Les institutions financières, comme les entreprises d'autres secteurs, se déclarent toutes engagées dans leur transformation « digitale ». Pourtant quand Forrester interroge leurs décideurs, le constat est beaucoup plus nuancé et les initiatives en cours paraissent plus tenir de l'évolution cosmétique que d'un changement en profondeur.
Le principal résultat de l'enquête menée auprès de 1 600 responsables métier et informatiques de sociétés nord-américaines et européennes est l'état des lieux de la transformation dans ces structures. À un bout du spectre, 22% d'entre elles n'ont encore rien entamé, tandis que de l'autre côté, presque autant (21%) considèrent en avoir terminé. Cette dernière affirmation fait bondir l'analyste Ted Schadler qui estime que le propre de l'ère « digitale » est qu'elle induit un état de remise en question permanente.

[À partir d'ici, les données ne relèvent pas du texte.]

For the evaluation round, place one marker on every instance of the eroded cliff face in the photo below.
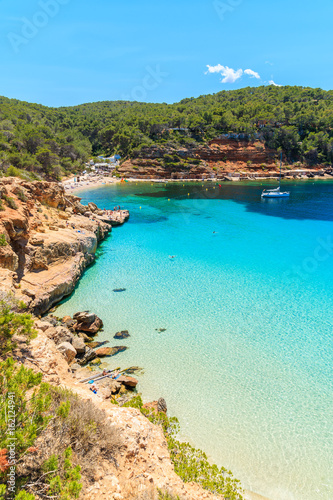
(143, 465)
(46, 241)
(220, 158)
(217, 158)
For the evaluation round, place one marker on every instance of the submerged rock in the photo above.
(94, 345)
(117, 349)
(122, 335)
(161, 405)
(104, 351)
(87, 322)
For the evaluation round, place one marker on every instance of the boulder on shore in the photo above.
(79, 345)
(90, 354)
(68, 351)
(59, 334)
(110, 351)
(87, 322)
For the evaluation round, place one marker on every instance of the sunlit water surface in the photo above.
(246, 359)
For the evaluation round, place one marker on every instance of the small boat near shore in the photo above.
(276, 193)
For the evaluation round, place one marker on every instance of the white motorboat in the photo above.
(276, 193)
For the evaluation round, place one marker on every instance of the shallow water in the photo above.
(246, 359)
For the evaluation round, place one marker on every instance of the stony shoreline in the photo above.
(84, 186)
(50, 239)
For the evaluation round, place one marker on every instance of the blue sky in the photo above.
(67, 52)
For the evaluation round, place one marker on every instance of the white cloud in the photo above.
(252, 74)
(231, 75)
(271, 82)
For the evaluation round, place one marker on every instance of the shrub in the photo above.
(57, 435)
(21, 195)
(191, 464)
(13, 322)
(10, 201)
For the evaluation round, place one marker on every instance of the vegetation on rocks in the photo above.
(56, 434)
(13, 321)
(191, 464)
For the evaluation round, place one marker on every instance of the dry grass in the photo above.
(85, 429)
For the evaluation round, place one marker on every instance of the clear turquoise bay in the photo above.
(246, 359)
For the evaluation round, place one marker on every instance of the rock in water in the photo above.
(90, 354)
(79, 345)
(161, 405)
(104, 351)
(122, 335)
(87, 322)
(94, 345)
(118, 349)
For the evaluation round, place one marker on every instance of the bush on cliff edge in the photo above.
(191, 464)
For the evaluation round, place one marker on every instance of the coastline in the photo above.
(62, 253)
(85, 186)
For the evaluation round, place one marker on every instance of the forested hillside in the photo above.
(55, 141)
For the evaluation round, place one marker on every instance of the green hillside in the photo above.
(56, 141)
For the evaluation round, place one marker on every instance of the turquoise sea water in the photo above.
(246, 359)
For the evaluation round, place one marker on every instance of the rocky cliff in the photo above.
(47, 239)
(218, 158)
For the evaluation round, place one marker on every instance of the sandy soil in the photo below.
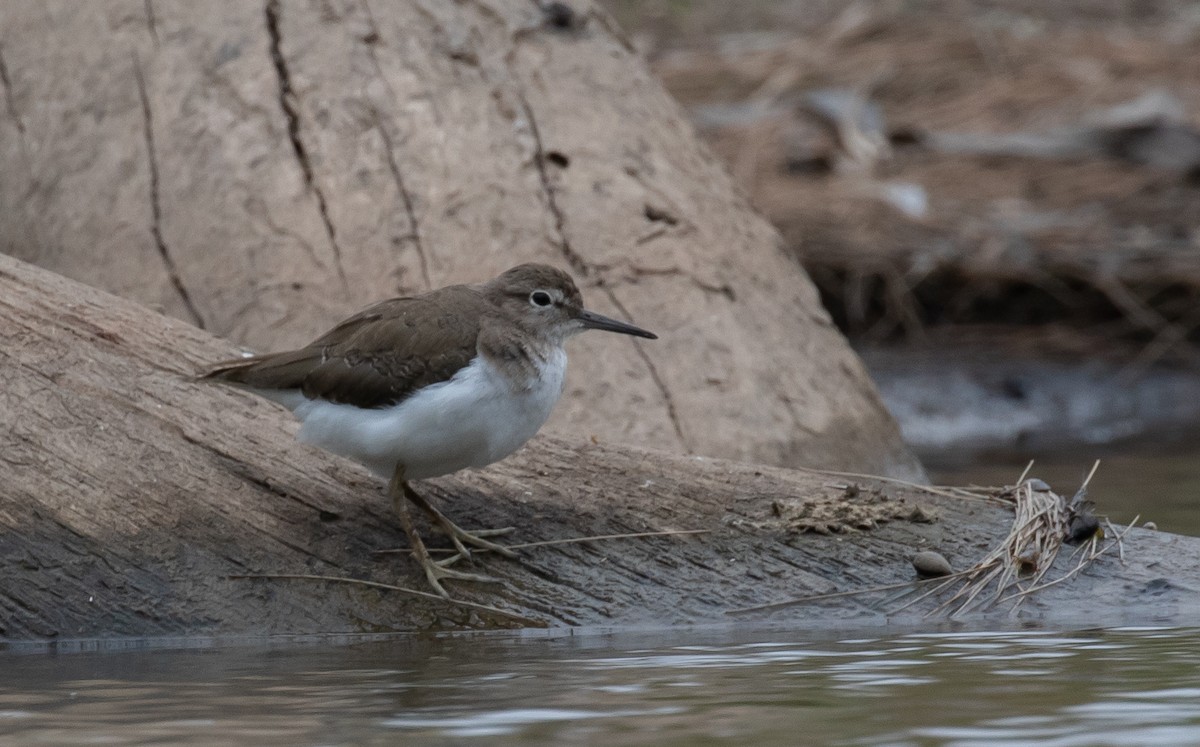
(907, 233)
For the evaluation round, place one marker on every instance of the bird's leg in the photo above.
(457, 535)
(401, 494)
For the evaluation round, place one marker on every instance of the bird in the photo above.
(425, 386)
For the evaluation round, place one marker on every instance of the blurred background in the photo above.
(1000, 203)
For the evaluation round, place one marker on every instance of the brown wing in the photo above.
(379, 356)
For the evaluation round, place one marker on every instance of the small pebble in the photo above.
(930, 565)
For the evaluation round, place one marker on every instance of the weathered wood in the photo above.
(264, 169)
(129, 494)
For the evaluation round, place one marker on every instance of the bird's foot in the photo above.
(459, 536)
(435, 572)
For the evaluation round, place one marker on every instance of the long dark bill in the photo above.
(598, 321)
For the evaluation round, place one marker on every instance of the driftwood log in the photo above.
(264, 169)
(131, 494)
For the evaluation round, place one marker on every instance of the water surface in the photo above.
(1120, 686)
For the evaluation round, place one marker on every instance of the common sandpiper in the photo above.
(425, 386)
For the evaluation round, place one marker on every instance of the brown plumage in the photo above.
(355, 388)
(382, 354)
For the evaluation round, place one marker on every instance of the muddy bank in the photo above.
(133, 496)
(959, 402)
(997, 162)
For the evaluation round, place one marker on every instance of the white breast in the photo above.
(473, 419)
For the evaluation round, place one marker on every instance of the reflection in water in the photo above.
(1111, 687)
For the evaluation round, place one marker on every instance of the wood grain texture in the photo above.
(264, 169)
(130, 492)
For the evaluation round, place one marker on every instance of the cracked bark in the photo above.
(539, 159)
(287, 103)
(151, 22)
(168, 262)
(407, 198)
(580, 266)
(7, 96)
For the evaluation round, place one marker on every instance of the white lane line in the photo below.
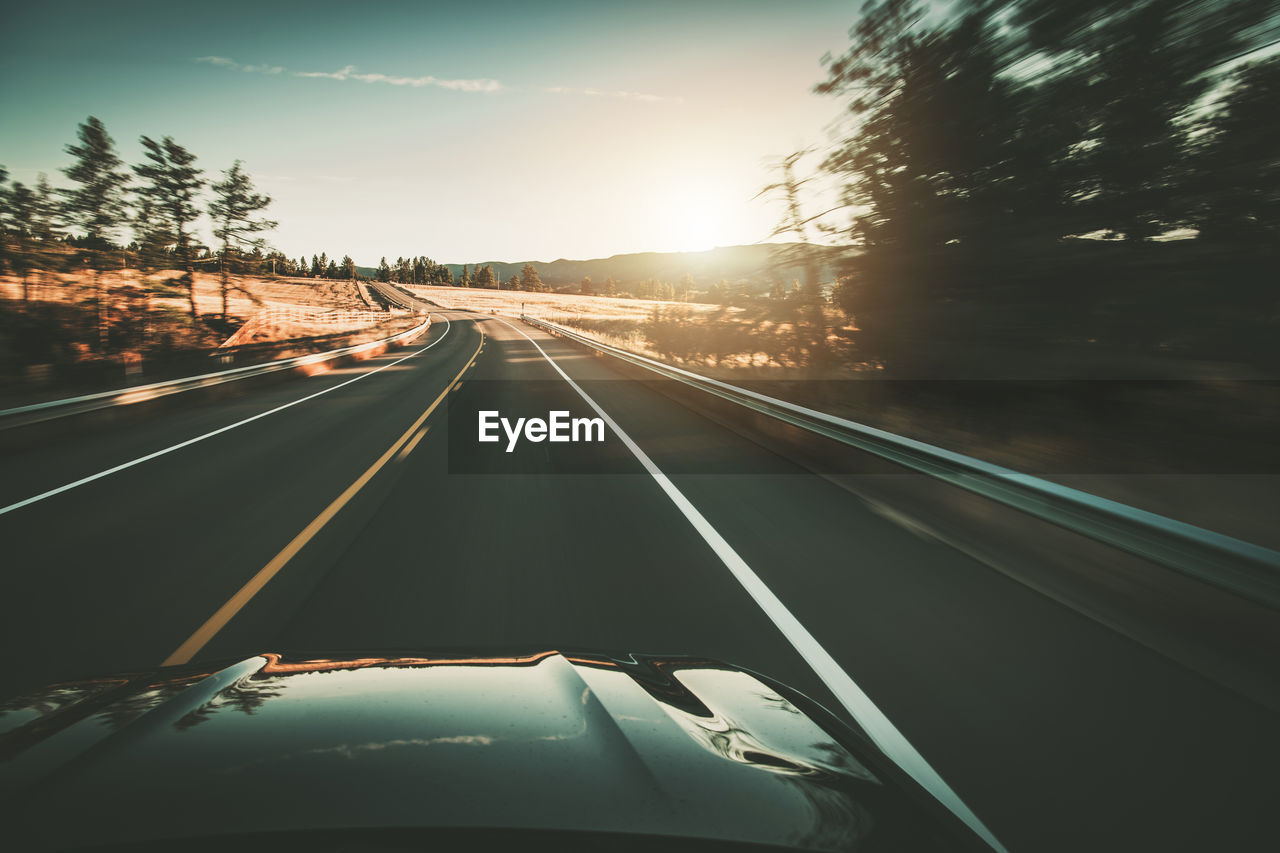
(845, 689)
(83, 480)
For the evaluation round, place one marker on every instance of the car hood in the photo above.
(548, 740)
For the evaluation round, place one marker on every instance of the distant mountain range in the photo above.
(758, 265)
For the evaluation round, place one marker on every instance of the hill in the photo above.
(754, 265)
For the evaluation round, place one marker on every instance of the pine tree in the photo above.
(485, 278)
(96, 205)
(17, 237)
(170, 185)
(529, 278)
(234, 211)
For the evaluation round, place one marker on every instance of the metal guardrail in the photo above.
(42, 411)
(278, 315)
(398, 297)
(1238, 566)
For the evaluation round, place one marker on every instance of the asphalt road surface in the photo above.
(369, 516)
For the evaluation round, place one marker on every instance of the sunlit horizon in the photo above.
(570, 131)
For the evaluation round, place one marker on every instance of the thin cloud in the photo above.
(602, 92)
(222, 62)
(474, 85)
(350, 72)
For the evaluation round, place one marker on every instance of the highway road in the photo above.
(362, 512)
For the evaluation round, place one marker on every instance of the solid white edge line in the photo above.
(845, 689)
(122, 466)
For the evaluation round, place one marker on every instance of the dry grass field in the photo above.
(248, 297)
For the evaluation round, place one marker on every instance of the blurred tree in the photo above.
(16, 233)
(485, 278)
(234, 210)
(1238, 163)
(529, 278)
(801, 254)
(169, 190)
(96, 205)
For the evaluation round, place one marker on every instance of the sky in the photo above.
(461, 131)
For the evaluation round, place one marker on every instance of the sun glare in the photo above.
(698, 224)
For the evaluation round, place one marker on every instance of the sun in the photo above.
(698, 223)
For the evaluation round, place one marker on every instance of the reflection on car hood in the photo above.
(672, 747)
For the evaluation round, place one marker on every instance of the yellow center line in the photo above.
(224, 614)
(408, 448)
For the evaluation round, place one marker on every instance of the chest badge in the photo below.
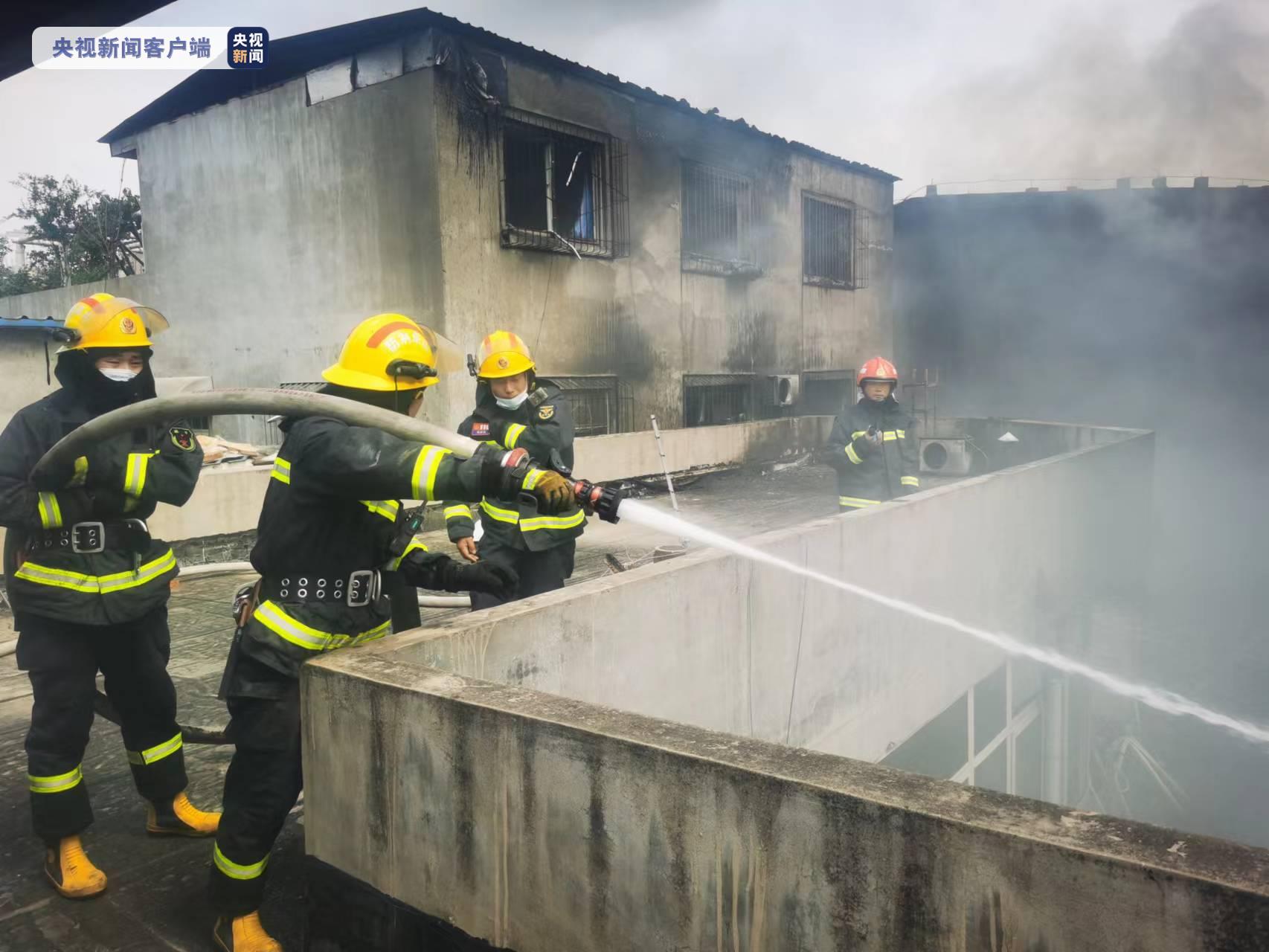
(183, 438)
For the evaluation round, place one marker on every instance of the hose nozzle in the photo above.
(603, 501)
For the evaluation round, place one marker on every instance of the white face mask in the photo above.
(117, 375)
(513, 402)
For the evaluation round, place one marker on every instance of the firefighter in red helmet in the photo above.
(873, 442)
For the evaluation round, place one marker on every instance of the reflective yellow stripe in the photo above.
(388, 508)
(492, 512)
(272, 616)
(55, 785)
(99, 584)
(513, 434)
(237, 871)
(425, 469)
(50, 510)
(156, 753)
(553, 522)
(857, 503)
(417, 545)
(135, 472)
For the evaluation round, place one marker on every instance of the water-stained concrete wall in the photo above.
(544, 824)
(721, 643)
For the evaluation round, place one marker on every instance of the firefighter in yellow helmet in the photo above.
(330, 527)
(89, 584)
(517, 409)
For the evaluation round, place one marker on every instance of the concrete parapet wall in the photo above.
(544, 824)
(713, 640)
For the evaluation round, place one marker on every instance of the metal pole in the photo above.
(665, 467)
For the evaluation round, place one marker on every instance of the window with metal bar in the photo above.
(834, 244)
(593, 400)
(711, 400)
(564, 188)
(717, 213)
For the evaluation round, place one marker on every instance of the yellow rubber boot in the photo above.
(181, 819)
(71, 871)
(244, 934)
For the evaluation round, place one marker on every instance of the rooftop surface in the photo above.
(156, 898)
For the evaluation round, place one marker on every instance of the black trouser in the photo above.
(262, 785)
(62, 660)
(539, 571)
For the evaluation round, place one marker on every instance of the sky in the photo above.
(931, 91)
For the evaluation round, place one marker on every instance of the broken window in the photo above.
(564, 188)
(717, 212)
(594, 402)
(834, 244)
(715, 399)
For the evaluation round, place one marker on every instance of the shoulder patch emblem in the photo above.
(183, 438)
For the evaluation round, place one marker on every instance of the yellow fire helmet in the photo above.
(504, 355)
(107, 321)
(393, 352)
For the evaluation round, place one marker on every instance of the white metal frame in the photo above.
(1014, 727)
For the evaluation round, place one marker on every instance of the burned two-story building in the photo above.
(658, 258)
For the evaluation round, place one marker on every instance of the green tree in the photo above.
(77, 234)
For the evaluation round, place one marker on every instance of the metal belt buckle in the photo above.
(362, 588)
(95, 532)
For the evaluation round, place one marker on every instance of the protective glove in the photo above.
(553, 493)
(481, 576)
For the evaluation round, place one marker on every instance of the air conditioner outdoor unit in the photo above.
(786, 389)
(947, 457)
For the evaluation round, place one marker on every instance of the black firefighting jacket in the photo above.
(873, 472)
(332, 518)
(542, 424)
(121, 479)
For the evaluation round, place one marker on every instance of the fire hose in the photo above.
(602, 501)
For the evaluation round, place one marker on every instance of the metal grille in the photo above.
(828, 393)
(711, 400)
(593, 402)
(564, 188)
(834, 244)
(717, 213)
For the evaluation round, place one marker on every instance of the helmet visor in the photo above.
(104, 311)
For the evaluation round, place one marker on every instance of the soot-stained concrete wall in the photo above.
(643, 316)
(725, 644)
(544, 824)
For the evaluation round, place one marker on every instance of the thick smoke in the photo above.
(1090, 106)
(1136, 309)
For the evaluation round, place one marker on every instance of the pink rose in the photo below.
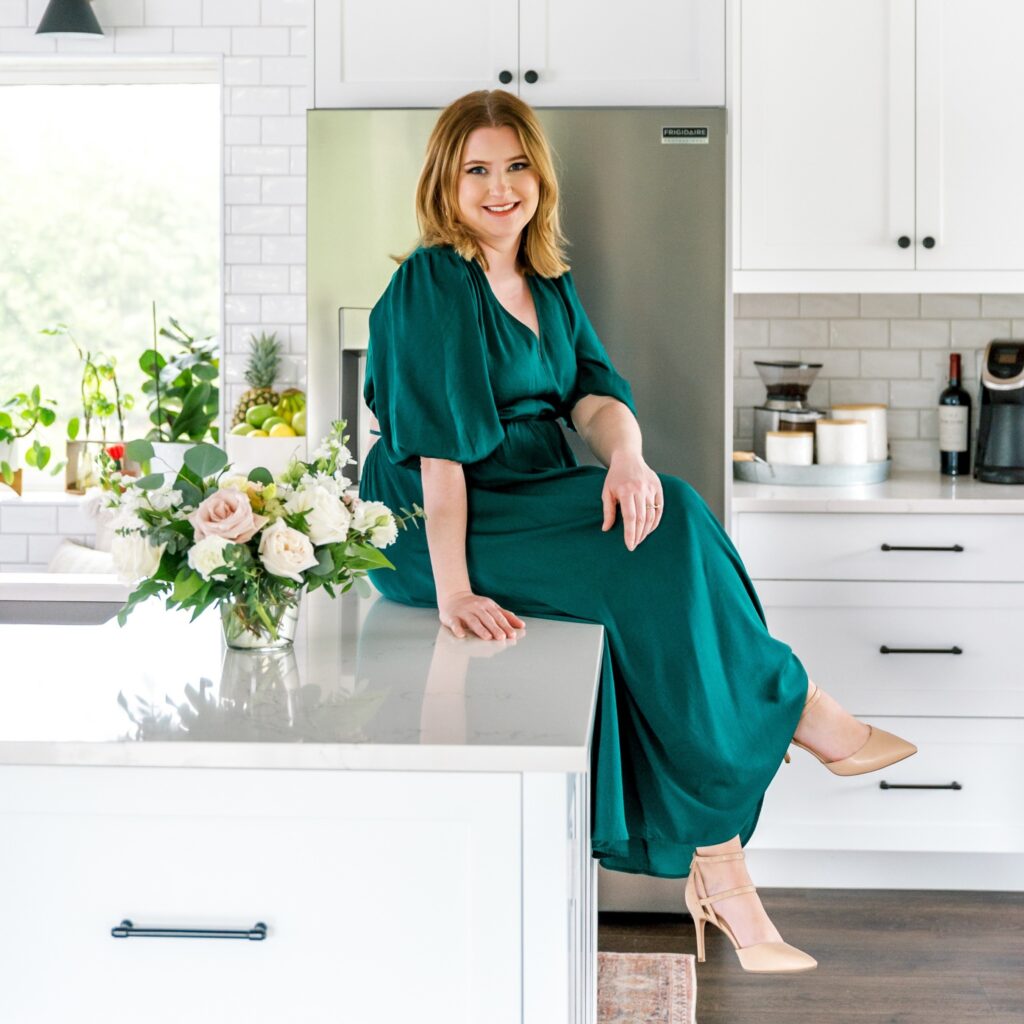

Par ailleurs, il exprime de sérieux doutes vis-à-vis des 56% restant, qui affirment donc être actuellement en plein chantier. Le fait que, notamment, seulement un tiers des banques et compagnies d'assurances faisant partie de l'échantillon aient pris la peine d'inclure la transformation du marketing dans leurs plans lui semble révélateur de démarches de modernisation aux ambitions trop limitées pour répondre aux vrais enjeux. L'idée qu'il faut remanier l'entreprise de fond en comble n'est pas encore passée.
Ces conclusions rejoignent ce qu'on peut observer autour de soi en tant que consommateur. Certes, les outils numériques se développent – applications mobiles, signature électronique, ouverture de compte à distance… – et rendent les opérations plus faciles. Mais qu'ont fait les acteurs de la banque et de l'assurance pour mieux prendre en compte les attentes du client « digital » ? Où est, par exemple, le conseil personnalisé, délivré au bon moment, prêt à être mis en œuvre d'un geste, sur n'importe quel canal ?
Le problème de fond, que j'abordais déjà hier sous un angle différent, tient au manque de lucidité des dirigeants face aux mutations qui affectent l'environnement dans lequel évoluent leurs entreprises, surtout dans le secteur financier. La faible culture technologique de la plupart d'entre eux – quand il ne s'agit pas d'une aversion pure et simple à l'informatique – les empêche de prendre conscience de la capacité de l'innovation technologique à permettre d'envisager leur métier d'une toute autre manière… qui, incidemment, est celle que leurs clients demandent ou demanderont bientôt.